Dihubungi secara terpisah, Ketua Komunitas Batik Jawa Timur (Kibas) Lintu Tulistyantoro mengatakan, pandemi memaksa pengusaha batik berkonsolidasi, berkolaborasi, dan beradaptasi. Ada yang terpaksa berhenti karena tidak punya jejaring. Ada yang bertahan berproduksi karena dibantu pemasaran digital. Ada yang berkembang karena kolaborasi dengan sesama perajin dan pendekatan personal.
”Dalam pengamatan kami, perajin batik kelas premium malah bertahan dan berkembang,” ujar Lintu, dosen pada Universitas Kristen Petra.
Pandemi secara umum memukul kelompok masyarakat ekonomi menengah ke bawah. Mereka yang jumlahnya mayoritas ini adalah konsumen batik dengan harga terjangkau. Kelompok yang tidak terpengaruh dari golongan kaya yang dalam hal konsumsi batik memilih produk premium dan edisi terbatas.
”Kelebihan pembatik produk premium adalah pendekatan personal kepada pasar yang sudah stabil, yakni kolektor sehingga dari sisi kuantitas memang tidak banyak, tetapi nilainya tinggi,” kata Lintu.
Dalam pengamatan kami, perajin batik kelas premium malah bertahan dan berkembang. (Lintu Tulistyantoro)
Terkait dengan Hari Batik, Kibas terus memfokuskan perhatian untuk mengangkat industri batik skala mikro kecil yang sedang kesulitan. Manajemen, pemasaran, dan kualitas produksi coba diperbaiki dan ditingkatkan dengan model pendampingan. ”Program dari pemerintah mungkin jangkauannya terbatas sehingga kami mendampingi yang selama ini belum mendapat perhatian,” ujar Lintu.
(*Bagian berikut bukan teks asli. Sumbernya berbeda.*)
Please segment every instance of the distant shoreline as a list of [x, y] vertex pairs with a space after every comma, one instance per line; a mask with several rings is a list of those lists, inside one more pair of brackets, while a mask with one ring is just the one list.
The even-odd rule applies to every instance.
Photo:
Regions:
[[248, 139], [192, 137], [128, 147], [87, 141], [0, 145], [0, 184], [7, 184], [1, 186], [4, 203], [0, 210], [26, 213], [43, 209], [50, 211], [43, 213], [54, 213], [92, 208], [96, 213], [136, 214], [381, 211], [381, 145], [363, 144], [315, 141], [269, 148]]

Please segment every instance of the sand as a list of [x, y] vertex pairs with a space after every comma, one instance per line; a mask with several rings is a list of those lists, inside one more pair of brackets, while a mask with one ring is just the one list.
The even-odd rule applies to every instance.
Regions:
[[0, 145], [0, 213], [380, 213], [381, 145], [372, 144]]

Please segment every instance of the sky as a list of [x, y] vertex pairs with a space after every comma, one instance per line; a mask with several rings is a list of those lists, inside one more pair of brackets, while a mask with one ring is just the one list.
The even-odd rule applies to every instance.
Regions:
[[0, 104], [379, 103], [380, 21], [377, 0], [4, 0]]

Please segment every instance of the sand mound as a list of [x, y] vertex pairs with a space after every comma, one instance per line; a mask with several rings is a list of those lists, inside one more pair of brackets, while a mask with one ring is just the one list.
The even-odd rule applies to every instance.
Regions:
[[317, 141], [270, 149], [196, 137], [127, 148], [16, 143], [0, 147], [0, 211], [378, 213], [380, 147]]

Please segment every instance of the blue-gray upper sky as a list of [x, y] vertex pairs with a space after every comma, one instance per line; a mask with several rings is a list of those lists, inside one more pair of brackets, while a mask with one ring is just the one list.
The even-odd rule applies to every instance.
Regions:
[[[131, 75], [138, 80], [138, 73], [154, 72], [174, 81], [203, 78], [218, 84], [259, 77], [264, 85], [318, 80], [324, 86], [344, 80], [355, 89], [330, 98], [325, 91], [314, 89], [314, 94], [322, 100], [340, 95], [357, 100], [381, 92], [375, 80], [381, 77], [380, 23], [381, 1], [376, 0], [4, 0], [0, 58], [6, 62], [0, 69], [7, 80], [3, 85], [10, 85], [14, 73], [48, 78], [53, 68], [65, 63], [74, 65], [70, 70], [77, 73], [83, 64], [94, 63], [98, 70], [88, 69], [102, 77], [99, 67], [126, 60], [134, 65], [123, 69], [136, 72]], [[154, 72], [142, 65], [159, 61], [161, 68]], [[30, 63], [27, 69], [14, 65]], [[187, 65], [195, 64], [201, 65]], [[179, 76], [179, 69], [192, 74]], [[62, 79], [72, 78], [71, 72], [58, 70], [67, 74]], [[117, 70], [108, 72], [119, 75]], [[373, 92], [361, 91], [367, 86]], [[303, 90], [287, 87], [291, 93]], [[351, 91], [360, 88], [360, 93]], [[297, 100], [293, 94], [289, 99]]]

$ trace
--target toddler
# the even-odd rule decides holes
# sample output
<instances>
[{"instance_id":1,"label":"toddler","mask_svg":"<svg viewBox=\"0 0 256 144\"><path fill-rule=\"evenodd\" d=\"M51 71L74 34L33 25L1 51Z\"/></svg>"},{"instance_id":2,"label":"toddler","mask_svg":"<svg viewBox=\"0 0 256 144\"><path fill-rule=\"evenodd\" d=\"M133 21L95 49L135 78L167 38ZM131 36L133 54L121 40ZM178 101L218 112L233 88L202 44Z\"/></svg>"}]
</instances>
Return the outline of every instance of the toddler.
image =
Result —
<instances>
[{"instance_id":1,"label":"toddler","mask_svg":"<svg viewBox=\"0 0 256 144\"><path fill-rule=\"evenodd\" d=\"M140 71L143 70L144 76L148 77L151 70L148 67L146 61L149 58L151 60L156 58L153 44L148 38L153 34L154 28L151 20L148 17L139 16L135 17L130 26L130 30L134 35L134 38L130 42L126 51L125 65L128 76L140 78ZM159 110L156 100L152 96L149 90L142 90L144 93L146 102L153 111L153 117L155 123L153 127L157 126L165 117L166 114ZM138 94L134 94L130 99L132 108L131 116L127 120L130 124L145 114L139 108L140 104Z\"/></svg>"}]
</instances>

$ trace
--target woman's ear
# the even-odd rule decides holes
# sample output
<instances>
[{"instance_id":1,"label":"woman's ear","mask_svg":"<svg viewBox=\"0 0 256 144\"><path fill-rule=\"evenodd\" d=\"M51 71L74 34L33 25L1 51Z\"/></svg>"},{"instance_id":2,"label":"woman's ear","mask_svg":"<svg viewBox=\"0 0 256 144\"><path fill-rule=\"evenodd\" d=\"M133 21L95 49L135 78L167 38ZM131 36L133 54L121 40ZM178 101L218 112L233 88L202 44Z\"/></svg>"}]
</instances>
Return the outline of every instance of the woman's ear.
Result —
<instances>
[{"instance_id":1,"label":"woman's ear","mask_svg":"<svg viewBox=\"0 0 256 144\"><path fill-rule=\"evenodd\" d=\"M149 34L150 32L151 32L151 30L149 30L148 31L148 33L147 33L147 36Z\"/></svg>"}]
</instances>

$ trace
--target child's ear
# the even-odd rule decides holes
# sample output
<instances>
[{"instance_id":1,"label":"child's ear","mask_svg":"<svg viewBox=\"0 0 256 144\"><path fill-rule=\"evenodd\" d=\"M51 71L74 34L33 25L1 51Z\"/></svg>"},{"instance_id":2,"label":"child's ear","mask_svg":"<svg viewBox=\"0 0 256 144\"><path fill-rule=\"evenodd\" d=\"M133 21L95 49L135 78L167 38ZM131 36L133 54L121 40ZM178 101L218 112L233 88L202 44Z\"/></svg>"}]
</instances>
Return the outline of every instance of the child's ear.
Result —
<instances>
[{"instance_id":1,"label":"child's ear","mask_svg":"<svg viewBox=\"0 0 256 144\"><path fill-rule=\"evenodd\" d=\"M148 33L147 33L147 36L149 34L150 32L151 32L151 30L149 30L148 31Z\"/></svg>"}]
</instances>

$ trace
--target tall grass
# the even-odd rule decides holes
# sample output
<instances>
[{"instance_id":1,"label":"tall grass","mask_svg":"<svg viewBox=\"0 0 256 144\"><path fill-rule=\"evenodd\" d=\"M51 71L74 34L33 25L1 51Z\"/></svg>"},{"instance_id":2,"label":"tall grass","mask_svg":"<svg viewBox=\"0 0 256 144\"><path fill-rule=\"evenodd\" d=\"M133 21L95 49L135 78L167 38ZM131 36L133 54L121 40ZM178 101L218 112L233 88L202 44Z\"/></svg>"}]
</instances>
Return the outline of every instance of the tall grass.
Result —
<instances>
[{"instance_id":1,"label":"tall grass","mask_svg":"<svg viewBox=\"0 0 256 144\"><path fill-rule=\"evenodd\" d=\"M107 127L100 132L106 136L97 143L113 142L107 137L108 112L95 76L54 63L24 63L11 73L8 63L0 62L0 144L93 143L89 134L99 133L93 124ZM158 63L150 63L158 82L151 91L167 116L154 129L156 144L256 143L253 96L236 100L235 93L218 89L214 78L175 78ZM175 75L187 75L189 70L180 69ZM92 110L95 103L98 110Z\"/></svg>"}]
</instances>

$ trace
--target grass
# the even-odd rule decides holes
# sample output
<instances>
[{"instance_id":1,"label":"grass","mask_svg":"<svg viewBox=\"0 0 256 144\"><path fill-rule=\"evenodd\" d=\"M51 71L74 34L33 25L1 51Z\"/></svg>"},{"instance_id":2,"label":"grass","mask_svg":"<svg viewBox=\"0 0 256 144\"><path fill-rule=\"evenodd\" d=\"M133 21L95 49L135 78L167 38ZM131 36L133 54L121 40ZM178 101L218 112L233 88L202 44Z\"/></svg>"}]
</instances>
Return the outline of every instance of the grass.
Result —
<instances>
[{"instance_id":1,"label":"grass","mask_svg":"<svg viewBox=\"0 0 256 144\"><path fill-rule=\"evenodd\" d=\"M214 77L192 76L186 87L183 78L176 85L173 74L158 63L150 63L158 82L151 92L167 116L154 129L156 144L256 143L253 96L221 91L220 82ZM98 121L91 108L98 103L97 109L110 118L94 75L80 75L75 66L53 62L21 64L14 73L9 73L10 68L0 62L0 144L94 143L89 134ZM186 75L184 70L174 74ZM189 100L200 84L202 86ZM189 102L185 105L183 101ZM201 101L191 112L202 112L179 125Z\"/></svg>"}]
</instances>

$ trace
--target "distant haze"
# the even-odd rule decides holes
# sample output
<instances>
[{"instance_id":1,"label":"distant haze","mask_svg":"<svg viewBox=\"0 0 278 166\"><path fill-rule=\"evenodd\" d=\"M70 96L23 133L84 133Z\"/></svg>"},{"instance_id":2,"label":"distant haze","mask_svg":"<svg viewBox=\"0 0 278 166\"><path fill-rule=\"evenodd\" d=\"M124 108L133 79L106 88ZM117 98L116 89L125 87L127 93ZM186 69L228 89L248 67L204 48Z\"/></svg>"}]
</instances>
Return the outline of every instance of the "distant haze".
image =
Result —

Fausi Adi Putra (30), pemilik Batik Lavega Madura di Bangkalan, selama pandemi permintaan batik karya pembatik Tanjung Bumi mengalami penurunan sangat dratis. Jika sebelum pandemi Covid-19, paling tidak 500 lembar kain batik terjual, di kala pandemi yang berlangsung sejak Maret 2020, sempat sama seklai tidak ada pembeli.
Padahal, menurut pelaku usaha muda yang meneruskan usaha batik dari neneknya itu, pembatik dari sejumlah desa di Bangkalan tetap membatik. Hal itu dilakukan karena membatik menjadi sumber penghasilan keluarga sehingga meski pasar batik lesu, karya pembatik tetap ditampung.
”Saya tidak sampai hati menolak karya pembatik,” kata Fausi, yang selama pandemi Covid-19 gencar menyasar konsumen melalui media sosial Instagram dan Facebook. Begitu ada batik langsung disebarkan melalui media sosial dan selalu ada saja konsumen yang tertarik untuk membeli.
Pengunjung melihat batik yang dijual saat Pameran Batik ”Sepenggal Kisah dan Sejarah Mahakarya Batik Pamekasan” di Hotel Bumi, Surabaya, Kamis (2/10/2020). Pameran yang diisi dengan sarasehan dan peragaan busana diselenggarakan dalam rangka Hari Batik Nasional. Kabupaten Pamekasan merupakan sentra kerajinan Batik di Jawa Timur.